Ostermärsche: Bewegen für den Frieden

Martin Schwander. Mit viel ideeller und personeller Unterstützung der Partei der Arbeit der Schweiz und ihrer Jugendorganisation wurde 1949 die Schweizerische Friedensbewegung (SFB) ins Leben gerufen.
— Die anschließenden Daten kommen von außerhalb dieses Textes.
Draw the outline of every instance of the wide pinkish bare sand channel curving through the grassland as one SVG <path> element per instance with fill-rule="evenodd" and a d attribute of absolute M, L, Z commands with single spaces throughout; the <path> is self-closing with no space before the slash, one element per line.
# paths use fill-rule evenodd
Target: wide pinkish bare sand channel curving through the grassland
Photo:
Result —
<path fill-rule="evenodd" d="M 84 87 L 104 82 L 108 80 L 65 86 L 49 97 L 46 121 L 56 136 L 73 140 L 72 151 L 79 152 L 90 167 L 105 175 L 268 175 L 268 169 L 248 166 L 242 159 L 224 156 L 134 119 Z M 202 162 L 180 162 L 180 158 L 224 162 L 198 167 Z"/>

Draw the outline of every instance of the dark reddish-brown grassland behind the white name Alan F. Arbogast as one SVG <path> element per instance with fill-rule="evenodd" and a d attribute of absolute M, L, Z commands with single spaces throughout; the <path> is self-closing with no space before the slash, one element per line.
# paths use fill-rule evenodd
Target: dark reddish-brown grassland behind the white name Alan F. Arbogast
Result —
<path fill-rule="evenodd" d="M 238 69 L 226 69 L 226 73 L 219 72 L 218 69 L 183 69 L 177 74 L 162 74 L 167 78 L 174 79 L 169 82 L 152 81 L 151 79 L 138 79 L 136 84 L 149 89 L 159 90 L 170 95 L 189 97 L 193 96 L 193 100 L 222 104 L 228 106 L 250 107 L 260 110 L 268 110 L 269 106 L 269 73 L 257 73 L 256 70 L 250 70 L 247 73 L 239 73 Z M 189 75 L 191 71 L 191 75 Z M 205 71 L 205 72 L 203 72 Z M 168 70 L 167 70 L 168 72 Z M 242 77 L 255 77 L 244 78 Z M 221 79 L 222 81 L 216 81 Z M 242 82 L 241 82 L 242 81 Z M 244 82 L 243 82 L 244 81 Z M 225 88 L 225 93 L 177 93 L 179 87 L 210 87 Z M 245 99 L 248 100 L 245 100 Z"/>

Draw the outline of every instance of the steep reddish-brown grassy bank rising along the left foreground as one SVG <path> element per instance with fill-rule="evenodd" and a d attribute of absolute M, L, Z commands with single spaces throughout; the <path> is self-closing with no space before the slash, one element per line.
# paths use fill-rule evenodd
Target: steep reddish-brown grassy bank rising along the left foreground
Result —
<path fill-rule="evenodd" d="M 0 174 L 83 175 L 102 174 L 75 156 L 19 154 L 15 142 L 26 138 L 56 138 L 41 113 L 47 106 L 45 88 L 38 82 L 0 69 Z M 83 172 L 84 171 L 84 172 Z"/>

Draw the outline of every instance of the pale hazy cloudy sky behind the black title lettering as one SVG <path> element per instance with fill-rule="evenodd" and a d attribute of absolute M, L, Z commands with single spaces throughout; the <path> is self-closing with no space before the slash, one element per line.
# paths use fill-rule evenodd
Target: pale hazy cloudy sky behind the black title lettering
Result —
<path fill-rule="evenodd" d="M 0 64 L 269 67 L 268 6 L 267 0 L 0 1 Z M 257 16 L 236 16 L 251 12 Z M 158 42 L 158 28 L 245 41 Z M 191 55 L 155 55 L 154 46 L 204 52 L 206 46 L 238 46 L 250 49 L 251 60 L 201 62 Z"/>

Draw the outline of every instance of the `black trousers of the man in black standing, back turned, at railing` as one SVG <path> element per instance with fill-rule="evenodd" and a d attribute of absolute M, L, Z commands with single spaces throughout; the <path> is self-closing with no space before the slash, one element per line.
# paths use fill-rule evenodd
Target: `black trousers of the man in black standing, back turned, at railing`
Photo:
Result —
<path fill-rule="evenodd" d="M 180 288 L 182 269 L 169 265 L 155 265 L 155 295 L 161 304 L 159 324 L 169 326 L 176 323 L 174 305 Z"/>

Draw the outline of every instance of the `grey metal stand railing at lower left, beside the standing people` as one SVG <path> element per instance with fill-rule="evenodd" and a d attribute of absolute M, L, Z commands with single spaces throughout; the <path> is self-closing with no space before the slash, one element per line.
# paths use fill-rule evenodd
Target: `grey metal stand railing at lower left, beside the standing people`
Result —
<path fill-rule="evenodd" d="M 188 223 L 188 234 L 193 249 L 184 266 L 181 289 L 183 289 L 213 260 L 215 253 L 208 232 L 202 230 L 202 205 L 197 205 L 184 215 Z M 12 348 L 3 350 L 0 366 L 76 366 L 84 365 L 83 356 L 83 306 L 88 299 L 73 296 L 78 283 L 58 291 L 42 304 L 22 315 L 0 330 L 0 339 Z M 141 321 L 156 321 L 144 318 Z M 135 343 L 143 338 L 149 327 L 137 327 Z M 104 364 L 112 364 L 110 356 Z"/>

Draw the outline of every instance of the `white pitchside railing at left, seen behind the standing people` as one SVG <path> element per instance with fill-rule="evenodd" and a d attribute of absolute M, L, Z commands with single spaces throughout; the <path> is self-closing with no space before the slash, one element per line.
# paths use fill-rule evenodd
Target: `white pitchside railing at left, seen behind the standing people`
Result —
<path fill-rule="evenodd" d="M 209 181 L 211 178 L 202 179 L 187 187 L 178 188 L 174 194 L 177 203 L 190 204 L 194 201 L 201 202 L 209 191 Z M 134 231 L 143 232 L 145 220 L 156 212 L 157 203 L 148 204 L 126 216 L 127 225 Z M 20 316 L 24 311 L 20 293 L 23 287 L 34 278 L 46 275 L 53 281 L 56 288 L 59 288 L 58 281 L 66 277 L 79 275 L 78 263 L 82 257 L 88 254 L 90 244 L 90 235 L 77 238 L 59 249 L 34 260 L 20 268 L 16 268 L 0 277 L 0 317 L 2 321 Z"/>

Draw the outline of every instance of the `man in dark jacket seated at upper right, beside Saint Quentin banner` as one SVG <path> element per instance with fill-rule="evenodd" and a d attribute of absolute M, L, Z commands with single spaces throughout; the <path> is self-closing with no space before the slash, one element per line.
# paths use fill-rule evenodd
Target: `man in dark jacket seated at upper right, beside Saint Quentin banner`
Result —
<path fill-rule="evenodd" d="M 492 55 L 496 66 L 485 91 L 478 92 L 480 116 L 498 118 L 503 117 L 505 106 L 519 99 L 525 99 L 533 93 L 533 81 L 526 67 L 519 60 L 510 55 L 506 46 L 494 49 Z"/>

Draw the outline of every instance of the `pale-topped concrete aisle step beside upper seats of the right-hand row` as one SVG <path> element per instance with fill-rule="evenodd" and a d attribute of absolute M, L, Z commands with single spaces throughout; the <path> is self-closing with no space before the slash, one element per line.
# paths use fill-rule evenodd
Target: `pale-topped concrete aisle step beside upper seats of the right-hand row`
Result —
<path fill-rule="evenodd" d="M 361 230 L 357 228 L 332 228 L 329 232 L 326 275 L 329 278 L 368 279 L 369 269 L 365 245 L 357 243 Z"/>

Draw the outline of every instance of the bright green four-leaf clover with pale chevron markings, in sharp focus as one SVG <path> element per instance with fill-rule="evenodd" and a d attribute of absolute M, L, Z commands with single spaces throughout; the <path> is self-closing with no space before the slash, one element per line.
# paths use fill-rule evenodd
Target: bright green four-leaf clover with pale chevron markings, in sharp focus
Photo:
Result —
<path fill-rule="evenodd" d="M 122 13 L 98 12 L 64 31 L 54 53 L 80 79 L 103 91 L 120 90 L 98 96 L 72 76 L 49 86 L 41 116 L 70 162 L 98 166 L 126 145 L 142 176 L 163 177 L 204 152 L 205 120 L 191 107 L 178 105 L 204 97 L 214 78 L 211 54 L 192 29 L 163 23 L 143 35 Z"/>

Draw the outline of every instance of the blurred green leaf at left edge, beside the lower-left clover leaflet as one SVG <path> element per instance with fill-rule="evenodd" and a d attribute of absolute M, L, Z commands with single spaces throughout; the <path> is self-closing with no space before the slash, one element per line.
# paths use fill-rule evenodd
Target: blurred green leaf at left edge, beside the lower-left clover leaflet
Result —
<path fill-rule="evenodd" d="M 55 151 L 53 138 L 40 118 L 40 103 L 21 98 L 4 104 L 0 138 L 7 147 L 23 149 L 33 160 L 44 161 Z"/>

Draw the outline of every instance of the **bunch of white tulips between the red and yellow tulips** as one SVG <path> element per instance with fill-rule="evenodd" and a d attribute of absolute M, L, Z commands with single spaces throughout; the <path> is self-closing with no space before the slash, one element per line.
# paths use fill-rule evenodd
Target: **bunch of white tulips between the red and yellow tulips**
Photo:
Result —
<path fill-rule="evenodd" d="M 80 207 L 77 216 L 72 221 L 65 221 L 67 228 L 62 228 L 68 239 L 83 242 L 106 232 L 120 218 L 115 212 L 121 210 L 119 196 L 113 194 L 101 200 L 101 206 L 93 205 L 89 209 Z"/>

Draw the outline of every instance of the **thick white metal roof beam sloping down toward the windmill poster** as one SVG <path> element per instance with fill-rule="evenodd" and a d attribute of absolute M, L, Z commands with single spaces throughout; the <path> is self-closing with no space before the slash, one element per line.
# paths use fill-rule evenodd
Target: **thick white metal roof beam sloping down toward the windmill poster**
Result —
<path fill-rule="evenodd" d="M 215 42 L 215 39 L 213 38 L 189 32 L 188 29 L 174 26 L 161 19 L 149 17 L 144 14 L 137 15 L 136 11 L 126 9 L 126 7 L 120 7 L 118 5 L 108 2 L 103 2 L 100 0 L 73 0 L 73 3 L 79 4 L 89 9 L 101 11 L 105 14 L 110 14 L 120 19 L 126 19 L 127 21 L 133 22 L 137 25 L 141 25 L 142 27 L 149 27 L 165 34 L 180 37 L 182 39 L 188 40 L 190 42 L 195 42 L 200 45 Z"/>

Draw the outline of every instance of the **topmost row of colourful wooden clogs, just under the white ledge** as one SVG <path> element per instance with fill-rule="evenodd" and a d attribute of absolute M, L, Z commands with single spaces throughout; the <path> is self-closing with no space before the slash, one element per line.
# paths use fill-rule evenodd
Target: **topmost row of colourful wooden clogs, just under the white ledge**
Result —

Sie war insbesondere in der ersten Hälfte der 50er Jahre das massgebliche Sammelbecken all jener, die sich in der Schweiz dem Kampf gegen den nuklearen Wahnsinn verschrieben hatten.

Die SFB war es, die als Mitglied des Weltfriedensrates hierzulande etwa die Unterschriftensammlung unter den Stockholmer Appell initiierte und trotz allerlei Behördenschikanen mit über einer Viertelmillion Unterschriften abschliessen konnte. Es war ihr Plakat des Künstlers Hans Erni gegen den Atomtod, das von vielen Kantonen verboten wurde. Es war aber auch sie, die sich im Kalten Krieg zunehmend in die Isolation gemobbt sah: Wer für Frieden und Völkerverständigung eintrat, war zu jener Zeit schnell einmal als Vaterlandsverräter gebrandmarkt, zumal dann, wenn er Ross und Reiter des Rüstungswahnsinns klar benannte und zwischen Aggressoren und Angegriffenen unterschied.